Optimizing stroke rehabilitation : determining the therapeutic dose and intensity to maximize walking and functional recovery early after stroke Klassen, Tara D.


Background: Stroke is a serious health concern and a leading cause of disability worldwide. Up to two-thirds of stroke survivors will experience physical and/or cognitive deficits thus requiring ongoing rehabilitation. Determining the appropriate exercise intensity and dose to optimize recovery is one of the top priorities in stroke rehabilitation research. Purpose: To determine the feasibility and efficacy of higher exercise intensity and dose on walking and functional recovery, cognition, and quality of life in the early phase after stroke. Methods: Multiple studies were conducted to examine how exercise intensity and dose may influence recovery early after stroke. Two studies were completed to identify and assess the precision of a readily available monitoring device to accurately record step count, a measure of walking dose. The results of these studies contributed to the design and implementation of an ongoing national, multi-site, randomized clinical trial occurring during inpatient stroke rehabilitation, to investigate how higher exercise intensity and dose impact walking and functional recovery, cognition, and quality of life. Results: From the two studies examining measurement of walking dose, The Fitbit One was identified as a monitoring device that could accurately assess step count (< 10% error), when positioned at the ankle, with individuals post-stroke that had a walking speed greater than 0.4m/s. Preliminary data from the ongoing multi-site randomized clinical trial revealed that individuals who received a higher exercise intensity and dose within their inpatient stroke rehabilitation were able to walk a clinically meaningful longer distance on the six-minute walk test and had a higher perception of their health status compared to those individuals that received usual care physical therapy.
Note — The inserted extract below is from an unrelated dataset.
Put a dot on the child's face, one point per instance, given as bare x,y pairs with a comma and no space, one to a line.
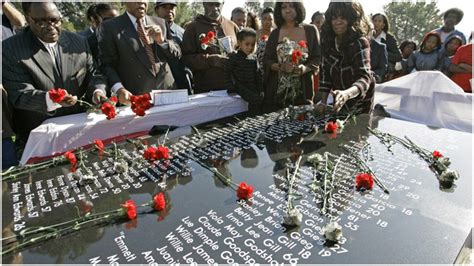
247,45
430,44
453,45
Conclusions: Higher exercise intensity and dose can be accurately measured and safely delivered during inpatient stroke rehabilitation. Furthermore, although preliminary results suggest that higher exercise intensity and dose may be effective at improving walking recovery and quality of life in the early phase after stroke, further analysis will need to be conducted when the complete study population is recruited to verify these findings.